Domain Toolkits¶
Toolkit Contents¶
In line with Artifact-ML's overall organization, artifact-core provides distinct domain toolkits.
Each toolkit implements its own flavour of all core interfaces.
Thereby, toolkits provide their own:
ResourceSpec: schema definitions that describe the structural and semantic properties of validation resources (e.g., feature types and data formats for tabular data).
ArtifactType: enumeration system that assigns unique identifiers to artifact implementations.

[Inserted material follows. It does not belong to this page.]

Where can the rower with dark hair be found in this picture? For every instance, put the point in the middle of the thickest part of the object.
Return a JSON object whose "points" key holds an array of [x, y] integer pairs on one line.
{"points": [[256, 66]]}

ArtifactEngine: unified interface for executing validation artifacts declaratively.
import pandas as pd
from artifact_core.table_comparison import (
TableComparisonEngine,
TableComparisonPlotType,
TabularDataSpec
)
df_real = pd.read_csv("real_data.csv")
df_synthetic = pd.read_csv("synthetic_data.csv")
data_spec = TabularDataSpec.from_df(
df=df_real,
cat_features=categorical_features,
cont_features=continuous_features
)
engine = TableComparisonEngine(resource_spec=data_spec)
pca_plot = engine.produce_dataset_comparison_plot(
plot_type=TableComparisonPlotType.PCA_JUXTAPOSITION,
dataset_real=df_real,
dataset_synthetic=df_synthetic,
)
pca_plot
Supported Toolkits¶
- Table Comparison Toolkit — toolkit supporting tabular data synthesis workflows.
- Binary Classification — toolkit supporting binary classification workflows.